The Time Travelers (1964) Kino Lorber Blu-ray Review

Verdict
4

Summary

The film comes across as a swinging bit of apocalyptic yesteryear.

“The destruction was total. Earth – our planet, our home – is now just a bent-out, sterile slag in space.”

Plot: Scientists step through a time portal and travel 107 years into the future.

Review: Some scientists tinkering in a lab accidentally open a portal that allows them to slip forward through time. Immediately, the handful of scientists (one is a woman) are chased by bald mutants into a cave where other humans of that time are living. The humans of that time take the time travelers to their underground civilization where they show them (stock) footage of Earth’s final nuclear war and explain to them that mankind is dying out from radiation and lack of food and resources. Their plan is to use a starship to travel to a distant planet to start again. The scientists are enlisted as helpers in building cyborgs and in other activities, but before the launch to outer space is accomplished, the mutants living outside burst through the barriers and ruin any chances the non-contaminated people have of starting a new life. The time travelers promptly create another time portal and go back in time to try to fix the mess, but all they end up doing is going in circles through time, accomplishing nothing.

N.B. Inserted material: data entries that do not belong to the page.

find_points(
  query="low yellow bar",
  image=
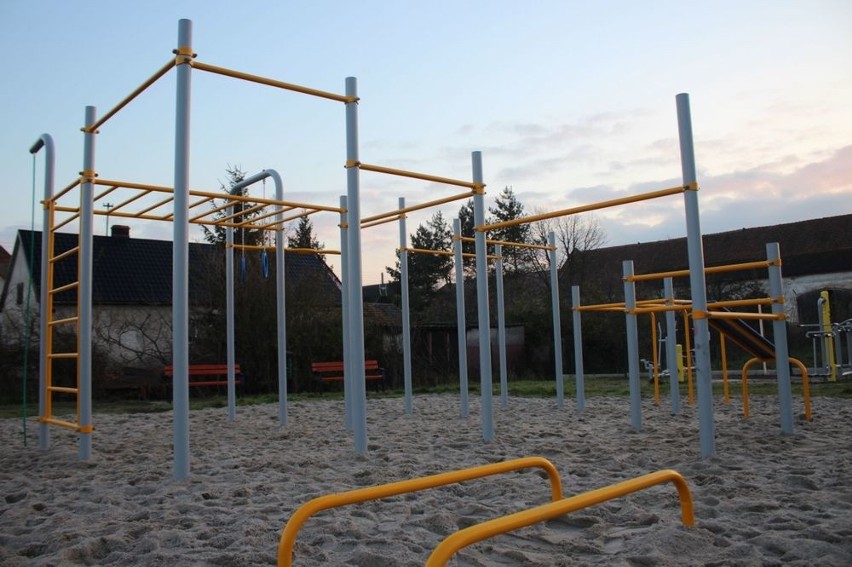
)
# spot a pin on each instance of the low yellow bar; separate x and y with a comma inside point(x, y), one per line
point(162, 71)
point(421, 176)
point(460, 539)
point(399, 212)
point(271, 82)
point(305, 511)
point(66, 254)
point(584, 208)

At first, this appeared to be a cheap, Saturday matinee throwaway flick, destined to be forgotten, but as it went on, I grew to like it. The mutants and cyborgs are weird looking and original. Some of the romance and sexy scenes with the ladies in the film were cool and interesting. I liked the music by Richard LaSalle too, and as directed by Ib Melcher (writer of Death Race 2000), the film comes across as a swinging bit of apocalyptic yesteryear.

Kino Lorber and Scoprion Releasing will be releasing The Time Travelers onto Blu-ray next month on April 27th, and this is a nice upgrade from the previous DVD from Shout Factory, which contained several other films as well. Scorpion’s transfer is nice and filmic in high definition, and includes the original trailer.